The Fold debit card is an overcomplicated, gamified, casino-esque rewards card. Sadly, I see why they set up this way. If they made the features more straightforward, everyone would just be taking the free money they are offering, and they would lose money.
It also happens to pay out rewards in Bitcoin, which you may or may not appreciate.
Here’s how it works
Fold provides you with a debit card that offers either a flat 1% back, or an opportunity to spin a “rewards wheel” ranging from ~nothing to ~1 BTC (never going to happen).
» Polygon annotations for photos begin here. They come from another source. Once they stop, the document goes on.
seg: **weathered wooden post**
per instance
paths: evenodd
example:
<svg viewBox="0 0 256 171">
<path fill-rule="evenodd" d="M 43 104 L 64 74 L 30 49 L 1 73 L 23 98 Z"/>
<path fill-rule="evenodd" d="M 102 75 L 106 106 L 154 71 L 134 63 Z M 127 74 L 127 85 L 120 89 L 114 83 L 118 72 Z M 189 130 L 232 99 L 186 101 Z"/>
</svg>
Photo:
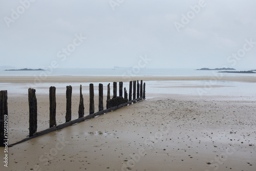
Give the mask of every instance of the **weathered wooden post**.
<svg viewBox="0 0 256 171">
<path fill-rule="evenodd" d="M 108 84 L 108 95 L 106 96 L 106 101 L 109 99 L 110 99 L 110 83 Z M 109 106 L 109 104 L 106 103 L 106 109 L 109 108 L 110 108 L 110 106 Z"/>
<path fill-rule="evenodd" d="M 124 88 L 124 99 L 127 99 L 128 96 L 128 94 L 127 94 L 127 90 L 125 88 Z"/>
<path fill-rule="evenodd" d="M 143 81 L 140 80 L 140 97 L 142 98 L 143 96 Z"/>
<path fill-rule="evenodd" d="M 84 105 L 83 105 L 83 97 L 82 94 L 82 85 L 80 85 L 80 101 L 78 108 L 78 118 L 82 118 L 84 115 Z"/>
<path fill-rule="evenodd" d="M 115 98 L 117 97 L 117 84 L 116 82 L 114 82 L 113 83 L 113 98 Z"/>
<path fill-rule="evenodd" d="M 133 81 L 133 100 L 136 99 L 136 81 Z"/>
<path fill-rule="evenodd" d="M 36 132 L 37 129 L 37 101 L 35 96 L 35 90 L 29 89 L 29 136 Z"/>
<path fill-rule="evenodd" d="M 50 127 L 56 126 L 56 88 L 49 88 L 50 99 Z"/>
<path fill-rule="evenodd" d="M 67 122 L 71 120 L 71 99 L 72 97 L 72 87 L 71 86 L 67 86 L 66 97 L 67 99 L 66 122 Z"/>
<path fill-rule="evenodd" d="M 143 99 L 145 99 L 146 98 L 146 95 L 145 95 L 145 88 L 146 88 L 146 83 L 144 82 L 143 84 Z"/>
<path fill-rule="evenodd" d="M 8 109 L 7 91 L 0 91 L 0 146 L 5 146 L 5 139 L 8 139 L 8 131 L 5 131 L 5 125 L 8 126 Z M 5 123 L 5 122 L 6 122 Z"/>
<path fill-rule="evenodd" d="M 90 84 L 90 114 L 94 113 L 94 90 L 93 84 Z"/>
<path fill-rule="evenodd" d="M 137 98 L 140 98 L 140 83 L 139 80 L 137 80 Z"/>
<path fill-rule="evenodd" d="M 123 82 L 119 82 L 119 97 L 123 96 Z"/>
<path fill-rule="evenodd" d="M 103 84 L 99 84 L 99 111 L 103 110 Z"/>
<path fill-rule="evenodd" d="M 133 81 L 130 81 L 129 87 L 129 101 L 132 100 L 132 94 L 133 92 Z"/>
</svg>

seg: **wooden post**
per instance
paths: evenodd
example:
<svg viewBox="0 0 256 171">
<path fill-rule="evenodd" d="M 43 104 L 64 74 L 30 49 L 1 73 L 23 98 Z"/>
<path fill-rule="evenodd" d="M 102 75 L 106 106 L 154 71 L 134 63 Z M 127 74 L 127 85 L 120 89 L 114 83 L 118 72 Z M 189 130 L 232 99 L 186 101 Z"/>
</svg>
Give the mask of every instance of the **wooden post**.
<svg viewBox="0 0 256 171">
<path fill-rule="evenodd" d="M 66 122 L 67 122 L 71 120 L 71 99 L 72 97 L 72 87 L 71 86 L 67 86 L 66 97 L 67 99 Z"/>
<path fill-rule="evenodd" d="M 146 98 L 145 96 L 146 91 L 145 90 L 145 88 L 146 88 L 146 83 L 144 82 L 143 84 L 143 99 L 145 99 Z"/>
<path fill-rule="evenodd" d="M 7 122 L 5 123 L 5 121 Z M 7 141 L 8 131 L 5 131 L 5 124 L 8 126 L 8 109 L 7 104 L 7 91 L 0 91 L 0 146 L 5 146 Z M 3 149 L 4 150 L 4 149 Z"/>
<path fill-rule="evenodd" d="M 119 82 L 119 97 L 123 97 L 123 82 Z"/>
<path fill-rule="evenodd" d="M 110 99 L 110 83 L 108 84 L 108 95 L 106 96 L 106 101 L 109 99 Z M 108 103 L 106 103 L 106 109 L 109 108 L 110 108 L 110 106 L 109 106 Z"/>
<path fill-rule="evenodd" d="M 130 81 L 129 88 L 129 101 L 132 100 L 132 94 L 133 92 L 133 81 Z"/>
<path fill-rule="evenodd" d="M 139 80 L 137 80 L 137 98 L 140 98 L 140 83 Z"/>
<path fill-rule="evenodd" d="M 29 136 L 36 132 L 37 129 L 37 101 L 35 96 L 35 90 L 29 89 Z"/>
<path fill-rule="evenodd" d="M 50 99 L 50 127 L 56 126 L 56 88 L 51 86 L 49 89 Z"/>
<path fill-rule="evenodd" d="M 116 98 L 117 97 L 117 85 L 116 82 L 114 82 L 113 83 L 113 98 Z"/>
<path fill-rule="evenodd" d="M 94 90 L 93 84 L 90 84 L 90 114 L 94 113 Z"/>
<path fill-rule="evenodd" d="M 99 84 L 99 111 L 103 110 L 103 84 Z"/>
<path fill-rule="evenodd" d="M 124 99 L 126 99 L 127 98 L 128 94 L 127 94 L 127 90 L 126 88 L 124 88 Z"/>
<path fill-rule="evenodd" d="M 80 85 L 80 101 L 78 108 L 78 118 L 83 117 L 84 115 L 84 105 L 83 105 L 83 97 L 82 94 L 82 85 Z"/>
<path fill-rule="evenodd" d="M 142 97 L 143 96 L 143 81 L 140 80 L 140 97 Z"/>
<path fill-rule="evenodd" d="M 133 100 L 136 99 L 136 81 L 133 81 Z"/>
</svg>

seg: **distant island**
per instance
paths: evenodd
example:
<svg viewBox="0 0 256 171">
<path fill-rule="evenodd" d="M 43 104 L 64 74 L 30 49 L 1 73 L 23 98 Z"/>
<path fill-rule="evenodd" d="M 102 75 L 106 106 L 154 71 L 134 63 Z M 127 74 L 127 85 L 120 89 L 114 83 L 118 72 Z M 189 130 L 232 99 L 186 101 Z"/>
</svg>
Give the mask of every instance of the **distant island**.
<svg viewBox="0 0 256 171">
<path fill-rule="evenodd" d="M 236 69 L 230 68 L 216 68 L 215 69 L 210 69 L 208 68 L 203 68 L 201 69 L 197 69 L 196 70 L 236 70 Z"/>
<path fill-rule="evenodd" d="M 219 71 L 218 72 L 225 73 L 242 73 L 242 74 L 256 74 L 256 72 L 252 71 Z"/>
<path fill-rule="evenodd" d="M 5 71 L 45 71 L 45 70 L 42 70 L 40 68 L 39 69 L 28 69 L 27 68 L 24 68 L 19 70 L 5 70 Z"/>
</svg>

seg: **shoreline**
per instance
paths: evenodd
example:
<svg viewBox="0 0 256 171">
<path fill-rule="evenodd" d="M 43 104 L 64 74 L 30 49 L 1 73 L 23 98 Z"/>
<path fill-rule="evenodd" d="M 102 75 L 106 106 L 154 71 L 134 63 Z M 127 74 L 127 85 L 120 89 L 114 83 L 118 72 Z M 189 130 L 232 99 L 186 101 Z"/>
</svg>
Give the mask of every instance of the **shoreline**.
<svg viewBox="0 0 256 171">
<path fill-rule="evenodd" d="M 64 121 L 66 100 L 64 95 L 58 97 L 59 123 Z M 79 96 L 74 97 L 72 114 L 79 103 Z M 10 142 L 28 133 L 27 102 L 22 97 L 10 100 Z M 38 100 L 38 130 L 42 130 L 48 127 L 48 96 Z M 252 171 L 255 110 L 254 102 L 246 101 L 173 96 L 148 99 L 10 147 L 9 167 L 14 170 L 54 170 L 57 165 L 63 170 L 211 170 L 218 165 L 221 170 Z"/>
<path fill-rule="evenodd" d="M 143 81 L 207 81 L 219 80 L 226 81 L 256 82 L 255 77 L 249 76 L 52 76 L 39 78 L 34 76 L 1 76 L 0 83 L 69 83 L 128 81 L 131 80 Z"/>
</svg>

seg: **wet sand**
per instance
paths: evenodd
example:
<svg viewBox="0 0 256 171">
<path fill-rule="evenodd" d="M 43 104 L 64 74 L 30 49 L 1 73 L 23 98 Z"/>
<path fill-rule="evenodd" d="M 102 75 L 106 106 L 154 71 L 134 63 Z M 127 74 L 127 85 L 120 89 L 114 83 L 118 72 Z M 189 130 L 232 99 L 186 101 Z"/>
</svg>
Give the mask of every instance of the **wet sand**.
<svg viewBox="0 0 256 171">
<path fill-rule="evenodd" d="M 2 164 L 1 170 L 255 170 L 255 101 L 146 95 L 139 103 L 9 147 L 9 167 Z M 83 96 L 88 114 L 88 95 Z M 37 98 L 40 131 L 48 127 L 49 97 Z M 59 124 L 66 96 L 56 98 Z M 74 93 L 72 119 L 78 117 L 78 99 Z M 28 106 L 26 95 L 8 97 L 9 143 L 28 136 Z"/>
</svg>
You also have “spin again” tokens depending on your membership plan, balance kept in the account, referrals, and all sorts of other gamified ways to keep you engaged and keep money on the platform.
Altogether, I estimate the expected value of the wheel to be ~1.5% back, capped at ~$25 back per purchase. The expected value is subject to change every month, when they change out the rewards wheel. (And the expected value may be dropping, as they are no longer transparent about the probability of each possible wheel outcome… they also didn’t used to have capped reward amounts, only flat percentages… we’ll see how long there’s any alpha in this strategy.)
Getting 1.5% isn’t a strong enough benefit to replace your daily driver credit card, which should be earning 2% back or more.
However, the beauty of this benefit is that the rewards debit card can be used to pay off the credit card bill where you already earned 2%. Or a mortgage. Or any other recurring bill.
Here’s how:
Add your Fold card to PayPal (instructions)
Sign up for PayPal bill pay
Add your bills (credit card, utilities, mortgage, car loan, anything)
Turn off any auto-payment from your previous payment method (likely a checking account), to ensure you don’t double pay
Start paying bills manually from PayPal bill pay whenever you receive a bill
The downside here is step 4, taking your payments off of autopilot. As PayPal bill pay doesn’t yet offer a fully automated solution, the tradeoff you are making is adding a monthly task (per credit card, mortgage, etc.).
The benefit depends on how much you spend, and how much of that spending is of a type that can be paid through PayPal. Of course, there are also the questions of how much you value your time, how likely are you to forget to pay the bill, etc. For most people who can add a task to a to-do list or a recurring event to their calendar, this should be an easy way to pick up an extra $25-$100 per month during one episode of a random Netflix show. That isn’t too much, but it’s more than enough to pay for that month of Netflix.
My approach
Get the Fold Spin+ card, at a cost of $100/year, which has better rewards and additional free spins each day
Keep $1,000 on the debit card, again earning additional free spins each day
When a bill arrives, move that amount of money from my checking account to the debit card
Pay the bill via PayPal each month (for me, earning ~$35/month)
Move the BTC off Fold and into cold storage whenever it reaches their minimum threshold
If you’re interested in trying it out, use my referral code :)
What does this have to do with Bitcoin?
Nothing, really. This PayPal + rewards debit card strategy would work for any rewards debit card. I just happen to be interested in Bitcoin (see here), and Fold is a company that is trying to spread adoption by making their app “fun” (read: complicated and annoying, but still rewarding for most users at the moment).